GLMM

Misc

Packages

Also see Mixed Effects, General >> Misc >> Packages
- {lme4}, {multilevelmod} which have some glm support
- {mixedup} for extracting components
{glmmTMB}
- Beta, Beta-Binomial, Beta-Ordinal, various extensions for Negative Binomial and Poisson, Log-Normal, Tweedie, Student-T, Gamma, Zero-Inflated, Truncated (See Manual >> nbinom2 for details)
- Fixed and random effects models can be specified for the conditional and zero-inflated components of the model, as well as fixed effects for the dispersion parameter.
- Currently has an experimental implementation of fixed effect priors which can be a solution to complete separation errors, singular fits, and instability (Link).
- Supports parallelization through OpenMP but might not be supported by Mac and has significant overhead on Windows.
{GLMMadaptive} - For binary/dichotomous data and count data with small counts and few repeated measurements, the accuracy of Laplace approximations (i.e. {glmmTMB}) is low. This package uses adaptive Gaussian quadrature rule which is the recommended, albeit more computationally intensive, approximation method for MLE in this situation.
- Supported Distribution Families: Student’s-t, Beta, Zero-Inflated and Hurdle Poisson and Negative Binomial, Hurdle Log-Normal, Hurdle Beta, Gamma, and Censored Normal
- Currently no nested or crossed random effects designs
- Can penalize fixed effects with a student-t prior
- Parallelization through {optimParallel} which doesn’t seem to have any OS limitations.
{glmmPen} (Vignette)
- Fits high dimensional penalized generalized linear mixed models using the Monte Carlo Expectation Conditional Minimization (MCECM) algorithm.
- Performs variable selection on both the fixed and random effects simultaneously through MCP, SCAD, or LASSO penalties.
- Supports Binomial, Gaussian, and Poisson data with canonical links
{mgcv::gamm} - Fits the specified generalized additive mixed model (GAMM) to data, by a call to {nlme::lme} in the normal errors identity link case, or by a call to gammPQL (a modification of glmmPQL from {MASS}) otherwise.
- ** There is a bug (as of Jan 2025) in gamm that prohibits the random effects from being included in the fitted values when the random argument is used and there’s not a spline in the formula ** (See Examples >> Example 1)
  - In docs for the function, it does say that a manual calculation is required, but I’ve only found that to be the case in the specification stated above.
- Performs poorly with binary data, since it uses PQL. It is better to use gam with s(...,bs="re") terms, or {gamm4}.
- Usually much slower than gam
- Correlation Structures: The routine will be very slow and memory intensive if correlation structures are used for the very large groups of data.
  - e.g.
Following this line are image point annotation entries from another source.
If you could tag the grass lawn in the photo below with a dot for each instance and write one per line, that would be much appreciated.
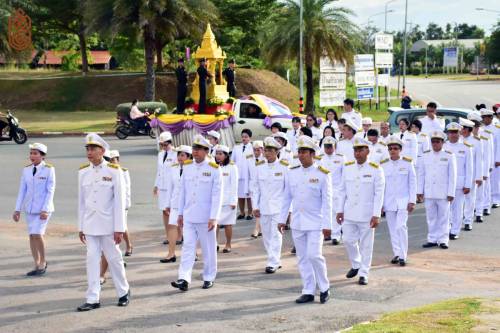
(443, 317)
(66, 121)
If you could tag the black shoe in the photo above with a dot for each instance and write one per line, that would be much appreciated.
(324, 297)
(88, 306)
(271, 270)
(352, 273)
(124, 300)
(207, 285)
(363, 281)
(305, 299)
(180, 284)
(166, 260)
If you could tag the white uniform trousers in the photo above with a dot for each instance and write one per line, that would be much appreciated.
(486, 202)
(457, 212)
(469, 204)
(312, 264)
(96, 245)
(398, 230)
(192, 233)
(438, 220)
(495, 186)
(272, 239)
(358, 241)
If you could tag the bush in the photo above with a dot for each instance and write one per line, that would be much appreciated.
(123, 109)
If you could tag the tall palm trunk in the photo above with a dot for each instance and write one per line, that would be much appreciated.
(149, 50)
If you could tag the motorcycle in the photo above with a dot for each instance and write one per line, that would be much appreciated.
(15, 132)
(125, 127)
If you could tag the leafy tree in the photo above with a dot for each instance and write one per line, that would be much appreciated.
(327, 30)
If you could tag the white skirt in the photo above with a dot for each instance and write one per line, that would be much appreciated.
(35, 225)
(172, 218)
(162, 199)
(227, 215)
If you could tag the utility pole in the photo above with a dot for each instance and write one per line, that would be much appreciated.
(301, 65)
(404, 46)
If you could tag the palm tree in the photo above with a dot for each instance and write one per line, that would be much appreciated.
(327, 31)
(148, 19)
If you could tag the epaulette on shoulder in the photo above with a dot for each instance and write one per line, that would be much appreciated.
(324, 170)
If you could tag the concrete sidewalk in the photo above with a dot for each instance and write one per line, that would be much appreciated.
(244, 298)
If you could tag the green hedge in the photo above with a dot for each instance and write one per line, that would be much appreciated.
(124, 108)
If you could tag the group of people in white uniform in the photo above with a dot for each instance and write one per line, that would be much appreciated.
(323, 188)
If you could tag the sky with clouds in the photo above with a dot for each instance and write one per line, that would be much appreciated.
(424, 11)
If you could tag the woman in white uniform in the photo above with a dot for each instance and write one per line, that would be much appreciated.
(229, 194)
(36, 199)
(184, 157)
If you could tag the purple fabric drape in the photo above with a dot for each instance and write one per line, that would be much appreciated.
(178, 127)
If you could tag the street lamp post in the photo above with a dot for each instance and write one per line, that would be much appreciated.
(404, 46)
(385, 21)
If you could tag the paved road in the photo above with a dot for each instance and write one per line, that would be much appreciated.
(454, 93)
(244, 299)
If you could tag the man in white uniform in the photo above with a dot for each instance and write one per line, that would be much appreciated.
(360, 206)
(351, 114)
(333, 162)
(344, 146)
(431, 123)
(101, 217)
(464, 158)
(399, 198)
(437, 183)
(309, 190)
(166, 157)
(268, 187)
(477, 166)
(200, 202)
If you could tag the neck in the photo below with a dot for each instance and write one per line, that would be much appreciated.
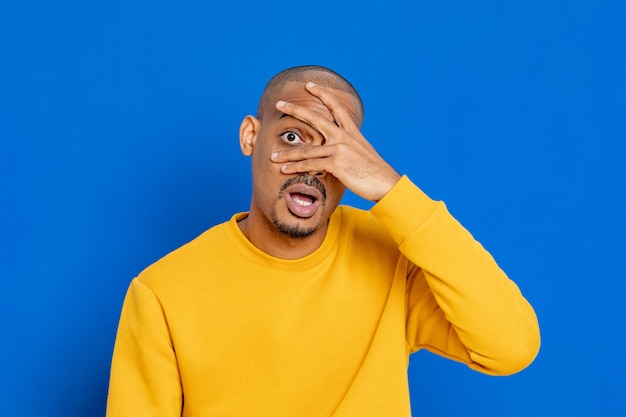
(269, 240)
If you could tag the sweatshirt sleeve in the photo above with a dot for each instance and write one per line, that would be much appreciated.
(144, 373)
(460, 304)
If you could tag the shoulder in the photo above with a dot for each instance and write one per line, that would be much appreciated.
(186, 259)
(362, 226)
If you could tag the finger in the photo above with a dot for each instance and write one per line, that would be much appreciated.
(302, 153)
(315, 119)
(307, 165)
(340, 113)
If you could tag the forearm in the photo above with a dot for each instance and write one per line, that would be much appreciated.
(491, 321)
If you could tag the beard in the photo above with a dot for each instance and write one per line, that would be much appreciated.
(296, 231)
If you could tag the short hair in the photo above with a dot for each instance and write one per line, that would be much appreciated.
(319, 74)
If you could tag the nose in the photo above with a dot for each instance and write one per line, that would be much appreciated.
(318, 174)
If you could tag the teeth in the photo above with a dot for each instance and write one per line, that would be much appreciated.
(302, 202)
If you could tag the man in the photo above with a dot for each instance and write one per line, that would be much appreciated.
(303, 308)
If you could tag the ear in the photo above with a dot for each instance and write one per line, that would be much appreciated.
(248, 132)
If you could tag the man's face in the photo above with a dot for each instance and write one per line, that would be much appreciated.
(294, 206)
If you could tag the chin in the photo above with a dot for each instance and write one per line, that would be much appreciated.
(294, 230)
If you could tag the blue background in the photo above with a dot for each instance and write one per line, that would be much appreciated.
(119, 142)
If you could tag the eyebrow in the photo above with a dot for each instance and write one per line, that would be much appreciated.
(288, 115)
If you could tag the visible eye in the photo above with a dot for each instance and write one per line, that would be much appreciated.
(292, 138)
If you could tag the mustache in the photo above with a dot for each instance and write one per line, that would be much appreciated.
(305, 179)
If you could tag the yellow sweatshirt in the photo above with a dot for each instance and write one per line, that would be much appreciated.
(218, 328)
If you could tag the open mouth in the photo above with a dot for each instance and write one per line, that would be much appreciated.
(301, 202)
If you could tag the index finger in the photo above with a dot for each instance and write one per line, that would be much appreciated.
(345, 107)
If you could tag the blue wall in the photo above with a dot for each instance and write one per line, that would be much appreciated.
(118, 130)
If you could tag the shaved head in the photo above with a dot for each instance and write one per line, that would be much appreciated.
(315, 73)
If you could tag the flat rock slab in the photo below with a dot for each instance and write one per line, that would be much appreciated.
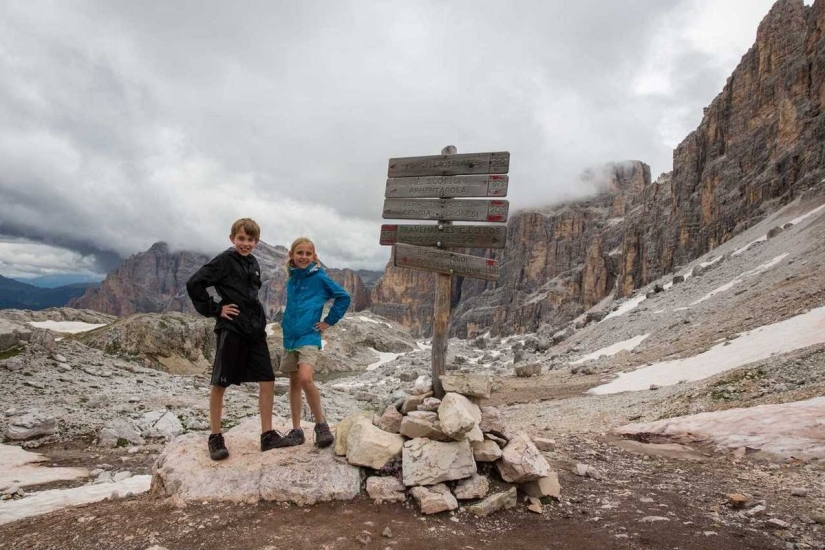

Attempting to run the spatial example in the examples section with many 1000’s of data is definitely not recommended: often the correlations should only apply within clusters that can be defined by a grouping factor, and provided these clusters do not get too huge then fitting is usually possible.
{gamm4} - Generalized Additive Mixed Models using {mgcv} and {lme4}
- Based on gamm from mgcv, but uses lme4 rather than nlme as the underlying fitting engine
- More robust numerically than gamm, and by avoiding PQL gives better performance for binary and low mean count data.
- Most useful when:
  - The random effects are not i.i.d.
  - There are large numbers of random coeffecients (more than several hundred), each applying to only a small proportion of the response data.
- Tensor product smoothing is available via t2 terms
- Issues
  - It can not handle most multi-penalty smooths (i.e. not te type tensor products or adaptive smooths)
  - No facilty for nlme style correlation structures.
  - For fitting GAMMs with modest numbers of i.i.d. random coefficients then gamm4 is slower than gam (or bam for large data sets)
{glmertree} - Generalized Linear Mixed Model Trees
- Combines lmer/glmer from {lme4} and lmtree/glmtree from {partykit}

Papers
- High performance implementation of the hierarchical likelihood for generalized linear mixed models: an application to estimate the potassium reference range in massive (codelectronic health records datasets
  - A high-performance, direct implementation of the hierarchical-likelihood for GLMMs in the R package TMB
  - The hierarchical likelihood approach to GLMMs is a methodologically rigorous framework for the estimation of GLMMs that is based on the Laplace Approximation (LA), which replaces integration with numerical optimization, and thus scales very well with dimensionality.
  - Code (+ parallelization option)
    - SingleRE: Analyzes a Poisson GLM with a single random effect
    - MultipleRE: Analyzes a Poisson GLM with multiple random effects

Model Equation

Equation
\[ g\{E(y_i \mid b_i)\} = \beta X_i + b_i Z_i, \]
- \(g(⋅)\): A monotonic link function
- \(X_i\): A design matrix for the fixed effects
- \(\beta\): Fixed effects coefficients
- \(Z_i\): A design matrix for the random effects that’s assumed to be a subset of \(X_i\)
- \(b_i\): Random effects coefficients

Examples

Example 1: GAMM with Varying Intercepts (source, source)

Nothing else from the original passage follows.